Der weitere Abstieg Richtung Borce ist wie erwartet steil. Und happig! Unterwegs treffe ich – in Gegenrichtung unterwegs – eine junge Frau, die seit genau 30 Tagen alleine auf dem GR10 wandert. Der Austausch mit ihr ist sehr ermutigend. Motiviert gehe ich weiter, durch die Farnfelder bis Borce, das ich am frühen Nachmittag erreicht. Statt wie ursprünglich geplant dort zu bleiben, ziehe ich nach einer guten Rast, mit viel Wasser und mit neuem Proviant weiter. Es ist noch früh...
Übrigens. Es ist schon verrückt – ab dem 10. Wandertag ist die Nahrungssuche eines der wichtigsten Themen überhaupt geworden. Habe ich genug dabei, auch für den Notfall? Der Notfall, der übrigens nie wirklich eintreffen wird. Und wie immer schleppe ich tage- und wochenlang die in Belgien gekauften Müsliriegel mit mir herum. Aber gut, der Körper reklamiert vehement Energiezufuhr, und der Kopf kümmert sich um das Organisieren dieser Reserven.
Der Weg von Etsaut zum „Chemin de la Mâture“ zieht sich endlos auf der kleinen Landstraße dahin, die Sonne brennt inzwischen knallheiß auf die Wanderer nieder. Am Beginn dieses in den Felsen gehauenen Weges sieht man das „Fort du Portalet“ und den Zickzackweg, der sich in endlosen Schlaufen dorthin windet. Kletterer seilen sich an der Felswand über mir auf und ab. Der Weg ist eine Touristenattraktion und der blanke Felsweg wirkt, als sei er vom vielen Begehen aalglatt geworden. Und er ist erbarmungslos der Nachmittagssonne ausgeliefert.
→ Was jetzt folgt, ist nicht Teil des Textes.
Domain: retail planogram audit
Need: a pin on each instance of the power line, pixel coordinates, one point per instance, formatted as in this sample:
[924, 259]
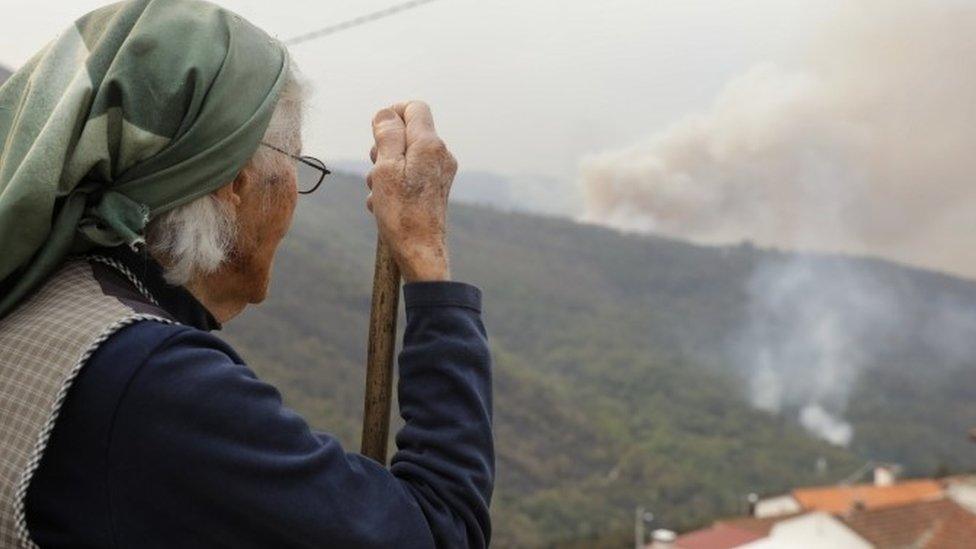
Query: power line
[361, 20]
Ich schleppe mich recht kraftlos hinauf und suche immer wieder in dem wenigen Schatten etwas Erfrischung... Rechts klafft steiler Abgrund.
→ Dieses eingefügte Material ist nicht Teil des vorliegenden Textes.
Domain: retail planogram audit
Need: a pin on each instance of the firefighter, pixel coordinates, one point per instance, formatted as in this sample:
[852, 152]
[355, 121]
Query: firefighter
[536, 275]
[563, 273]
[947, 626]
Der in den Felsen gehauene „Chemin de la Mâture“
Höher oben, die meisten Tagestouristen haben schon kehrtgemacht, erblicke ich von Weitem ein Hindernis auf dem Weg, ohne es klar erkennen zu können. Beim Näherkommen erweist es sich als eine tote, aufgedunsene Kuh, die auf dem Rücken liegt und den Weg komplett versperrt. Ich binde mir meinen Buff über Nase und Mund und folge entschlossen und so schnell es geht meinen Vorgängern, die sich links durch das Gebüsch schon einen Weg gebannt haben. Hunderttausende Fliegen fliegen von dem Kadaver auf, der bestialische Gestank dringt mir in die Nase. Ekelhaft!
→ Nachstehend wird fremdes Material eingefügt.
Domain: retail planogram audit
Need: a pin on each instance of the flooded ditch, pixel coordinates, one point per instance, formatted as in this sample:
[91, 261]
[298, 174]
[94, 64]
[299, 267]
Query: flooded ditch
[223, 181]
Viel später in einem Waldstück treffe ich auf Sam, den jungen Engländer, der seine Zelthängematte schon installiert hat und sich vergnügt ein frühes Abendbrot bereitet. Dahinter beginnt das Pyrenäen-Naturschutzgebiet (bzw einer der vielen Nationalparks) und dort ist auch schon die Hütte, die „Cabane de la Baigt-de-Saint-Cours“, zu sehen. Die Hütte ist schon „besetzt“ und auch die einzig flache Fläche weit und breit. Etwas höher setze ich mich auf einen flachen Felsen und berate mit mir selber, was zu tun sei.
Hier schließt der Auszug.